Post-Olympics mit Blues - Forschung steckt in Kinderschuhen
Fast vier Monate sind seit der Eröffnung der Sommerspiele in Paris vergangen. Mit dem Tag X ist die jahrelange, penible Planung beendet gewesen. Viele Sportlerinnen und Sportler blickten nach ihrem Antreten auf ein großes Fragezeichen. Violetta Oblinger-Peters, 2008 in Peking Olympia-Bronzemedaillengewinnerin im Kanu, beschäftigt sich mit dem Thema "Post-Olympic Blues". Denn die Leere im Terminkalender kann bei dem einen oder der anderen auch eine innere Leere verursachen.

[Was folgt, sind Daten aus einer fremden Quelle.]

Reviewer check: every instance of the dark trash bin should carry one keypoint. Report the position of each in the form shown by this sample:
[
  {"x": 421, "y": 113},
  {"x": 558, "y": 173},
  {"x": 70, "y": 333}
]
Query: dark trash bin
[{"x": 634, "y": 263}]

Oblinger-Peters arbeitet als Doktorandin für Sportpsychologie am Institut für Sportwissenschaft der Universität Bern, u.a. forscht sie zum Thema Existenzieller Sinn im Leistungssport. Sie wählte "Post-Olympics" als PhD-Projekt und führte unter Athletinnen und Athleten aus unterschiedlichen Sportarten und Kontinenten, die an den Winterspielen 2022 in Peking teilnahmen, eine Langzeit-Studie durch. Die drei Erhebungszeitpunkte waren unmittelbar nach dem Großevent sowie ein Jahr später.
Die Frage nach dem Sinn im Leben - und im Sport
Die Zeit nach den Olympischen Spielen sei eine Phase, in der sich Sportlerinnen und Sportler ganz grundsätzliche Fragen stellen, die auch den Sinn im Sport und im Leben betreffen, sagte die 47-jährige Oblinger-Peters zur APA - Austria Presse Agentur. "Es hat viel damit zu tun, wie wir kulturell über Leistungssport schreiben, reden und denken. Wir bauschen das ja so auf. Da sind diese vier Jahre, dann sind die großen Spiele und danach ist gut. Aber für die Leute ist es eben nicht gut. Die Protagonisten und Protagonistinnen fallen dann wirklich in dieses Loch. Was kommt danach? Dafür haben wir kein Skript."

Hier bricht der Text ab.